Mike's Cheeky Blog: Palliative Care, Opioids and 'Hastening a Death'

mike stone 26/01/19 Dignity Champions forum

Yesterday, discussing a recent 'Horizon' broadcast and the consequences of editing, Katherine Sleeman posted a tweet:

https://twitter.com/kesleeman/status/1088740267937726466

An editor once changed my sentence ‘In appropriate doses, opioids do not hasten death’ to ‘Inappropriate doses of opioids do not hasten death’ It went to print

Now, it is obvious why Katherine wasn't happy about that - but I'm unhappy with the sentence she wrote, which is a sentence 'I keep coming across' from some Palliative Care Doctors:

‘In appropriate doses, opioids do not hasten death’

I dislike that, because it simply doesn't fit, with the Mental Capacity Act's description of the patient-doctor interaction - it seems to imply:

'If an opioid hastens death, then the dose is inappropriate'.

The Mental Capacity Act describes Informed Consent when patients are mentally capable (and the Montgomery ruling has also made this clear more recently) - and put simply, Informed Consent involves:

The doctor offering treatments which might be clinically effective, then the patient deciding whether the risks associated with the treatment, or the benefits associated with the treatment, are the more important FOR THAT INDIVIDUAL PATIENT.

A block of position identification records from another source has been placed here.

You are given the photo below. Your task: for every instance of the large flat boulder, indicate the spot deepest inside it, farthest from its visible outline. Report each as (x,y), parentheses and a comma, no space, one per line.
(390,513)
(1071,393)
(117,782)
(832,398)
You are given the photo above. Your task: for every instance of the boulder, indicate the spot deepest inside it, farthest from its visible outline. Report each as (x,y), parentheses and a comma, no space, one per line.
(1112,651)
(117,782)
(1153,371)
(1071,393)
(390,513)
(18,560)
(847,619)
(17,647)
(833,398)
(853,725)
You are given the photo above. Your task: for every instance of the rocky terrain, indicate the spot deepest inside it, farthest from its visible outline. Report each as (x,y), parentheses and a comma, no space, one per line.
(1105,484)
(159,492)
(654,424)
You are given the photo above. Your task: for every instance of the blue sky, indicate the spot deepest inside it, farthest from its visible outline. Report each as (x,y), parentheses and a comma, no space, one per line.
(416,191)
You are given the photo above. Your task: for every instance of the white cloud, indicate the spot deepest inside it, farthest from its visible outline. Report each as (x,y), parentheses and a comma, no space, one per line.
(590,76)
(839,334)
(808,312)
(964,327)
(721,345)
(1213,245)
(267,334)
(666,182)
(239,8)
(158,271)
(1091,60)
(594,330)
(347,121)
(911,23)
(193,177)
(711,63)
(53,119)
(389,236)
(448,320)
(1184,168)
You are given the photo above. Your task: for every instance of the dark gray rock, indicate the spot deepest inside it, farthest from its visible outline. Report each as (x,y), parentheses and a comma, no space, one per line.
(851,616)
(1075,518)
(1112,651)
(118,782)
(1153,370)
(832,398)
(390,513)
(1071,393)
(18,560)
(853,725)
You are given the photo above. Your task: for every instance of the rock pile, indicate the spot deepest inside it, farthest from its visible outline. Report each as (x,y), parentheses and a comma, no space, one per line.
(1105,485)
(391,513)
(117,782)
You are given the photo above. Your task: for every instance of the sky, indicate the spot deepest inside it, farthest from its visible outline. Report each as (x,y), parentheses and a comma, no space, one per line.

It is true, and clear within the MCA (section 4(5)) that both murder and assisted suicide are both still illegal (the MCA doesn't provide a legal defence, for either, to be 'more nerdy').

But palliative care is about 'better death'.

If a patient is in what the patient considers to be 'intolerable distress', and if the only treatment which would relieve that distress might shorten the patient's life, then surely that is the patient's decision? If the choice is between:

1) Without the drug, you will probably live for about 3 weeks, in what you consider
to be intolerable distress, or

2) With the drug, your distress will be removed, but you will probably die in about
2 weeks

then WHY ISN'T THAT A DECISION FOR THE PATIENT TO MAKE?

Harold Shipman, was murdering patients: without consent, he was giving patients drugs which killed them almost immediately.

But how, is giving an opioid dose which might shorten your life from 3 weeks to 2 weeks, with your consent, even 'assisted suicide' - if I were committing suicide, then if it took 2 weeks to kill me, I would consider the method I'd chosen to be pretty useless!

The reason we need clarity on this, is something I pointed out in:

https://www.dignityincare.org.uk/Discuss-and-debate/Dignity-Champions-forum/In-France-death-can-legally-be-knowingly-hastened-during-end-of-life-treatment-Is-that-also-the-situation-in-the-UK-/680/

When we were discussing this on Nursing Times Online (the question being, do the clinicians not offer something like higher doses of morphine 'if the dose needed to adequately relieve your pain might also hasten your death', or should the clinicians offer you the higher does and describe the risk, and then allow the patient to decide whether to take the risk of a {possibly} shortened life ?'), and a Mental Health Nurse who posts as Tinkerbell wrote:

'...all I can say is that if I am in excruciating pain without any hope of making a recovery as I have a terminal illness then I would like as much pain relief as I can have to relieve my pain even if it kills me.

If I have the potential of making a recovery then I would want as much pain relief as I can tolerate without it killing me.

I would certainly hope that if that situation occurs I will not have a team unsure of what to do debating it whilst I scream out in pain 'for Gods sake somebody please help me'.'

Now, WHEN you are dying in agony, is definitely NOT the time for you and your clinicians to be debating the finer points of the law around assisted suicide, etc, which in this situation many clinicians seem to be worried about {leading to different behaviour from different clinicians in similar clinical situations} - clinicians and patients need to get these issues clear, and openly published so that patients and relatives can understand what they will be offered, in advance.

I could go on - we could consider incapacitous patients and MCA best-interests, and the psychological aspects [for the doctors] of offering treatment which they know would probably shorten the patient's life - but I'm keeping this short.